# Create api_example cache

So the goal is to iterate through all the API calls available and produce an output.

To do this, we will need valid data for each one.

Is the easiest way to do it, create a list of the valid API calls.
And then have a list of methods and iterate over those methods?

It's less effecient, as it will require a few api calls to extract the valid data... but it might not be a problem.

Lets build it that way first and see.  What are the steps needed to do this?

## 1 API QUERY EXTRACTOR

1 - a list of required valid api queries
2 - a plan for getting each one, with the least api calls as possible

Okay, lets work on that.

Here's the api calls grouped by their type

- Trendingpodcasts - nothing
- Recentepisodes - nothing

- Search - random string
- Episodesbyperson - famous person

- feed url - Podcastbyfeedurl, Episodesbyfeedurl
- feed id - Podcastbyfeedid, Episodesbyfeedid
- itunes id - Podcastbyitunesid, Episodesbyitunesid
 
- episode id - Episodebyid

We can get from **trendingpodcasts** to get *feed url*, *feed id* and *itunes id*.

Should we use that for a person and string?  No, lets keep that simple 'python' and 'Guido van Rossum'

So that leaves a second API call to one of the episodesby results I think

We need to check the returned valid for them all is valid - and if it's not then we skip to the next result in the dictionary. 

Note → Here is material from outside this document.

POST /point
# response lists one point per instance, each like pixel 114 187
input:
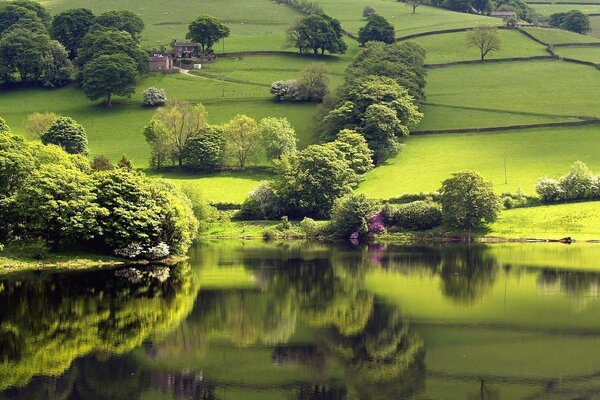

Okay, so this part will work with:

- a) index instance or api wrapper
- b) trending podcasts call
- c) iterate over list of dictionaries
- d) check if the response are valid
- e) if they are valid, break the loop

So lets work with the recents data we have already for now.

### Creating the valid query data function

#### Validate ids/url from TRENDING

In [None]:
import re

feed_id = 555343
itunes_id = 42441
feed_url = 'https://feeds.twit.tv/twit.xml'

feed_id1 = 'null'
itunes_id1 = 'null'
feed_url1 = 'www.podcast.com'


def is_valid_id(*args):
    for arg in args:
        if not isinstance(arg, int) or arg is None:
            return False
    return True 

def is_valid_url(url):
    url_pattern = re.compile(
        r"http[s]?://(?:[a-zA-Z]|[0-9]|[$-_@.&+]|[!*\\(\\),]|(?:%[0-9a-fA-F][0-9a-fA-F]))+"
    )
    if not isinstance(url, str) or not url_pattern.match(url):
        return False
    else:
        return True

#print(type(feedid))

# if is_valid_id(feedid, itunesid):
#     print("yes")
# else:
#     print("nope")

# if is_valid_url(url):
#     print("yes")
# else:
#     print("nope")

if is_valid_id(feed_id, itunes_id) and is_valid_url(feed_url1):
    valid_queries = {'feedid': feed_id, 'itunesid': itunes_id, 'url': feed_url}
    print(valid_queries)
    print("All is true")
else:
    print("Back to the drawing board")


#### Get data from TRENDING (json)

In [None]:
import json
import re
from typing import Dict

def is_valid_id(*args):
    for arg in args:
        if not isinstance(arg, int) or arg is None:
            return False
    return True 

def is_valid_url(url):
    url_pattern = re.compile(
        r"http[s]?://(?:[a-zA-Z]|[0-9]|[$-_@.&+]|[!*\\(\\),]|(?:%[0-9a-fA-F][0-9a-fA-F]))+"
    )
    if not isinstance(url, str) or not url_pattern.match(url):
        return False
    else:
        return True

def get_valid_podcast_queries():

    with open('documenting_pi_api/payload_examples/011_trendingPodcasts.json', 'r') as file:
        payload = json.load(file)
   
    podcasts = payload['feeds']

    for podcast in podcasts:
        valid_queries = "No valid query set found"
    
        feed_id = podcast['id']
        itunes_id = podcast['itunesId']
        feed_url = podcast['url']
        if is_valid_id(feed_id, itunes_id) and is_valid_url(feed_url):
            valid_queries = {'feedid': feed_id, 'itunesid': itunes_id, 'url': feed_url}
    
    return valid_queries

print(get_valid_podcast_queries())



#### CLASS - Get data from TRENDING (json)

In [None]:
import json
import re

class GetValidQueriesFromAPI:
    '''
    A class to extract valid queries from trending and episodesById api calls for use by CacheAPIOutputs.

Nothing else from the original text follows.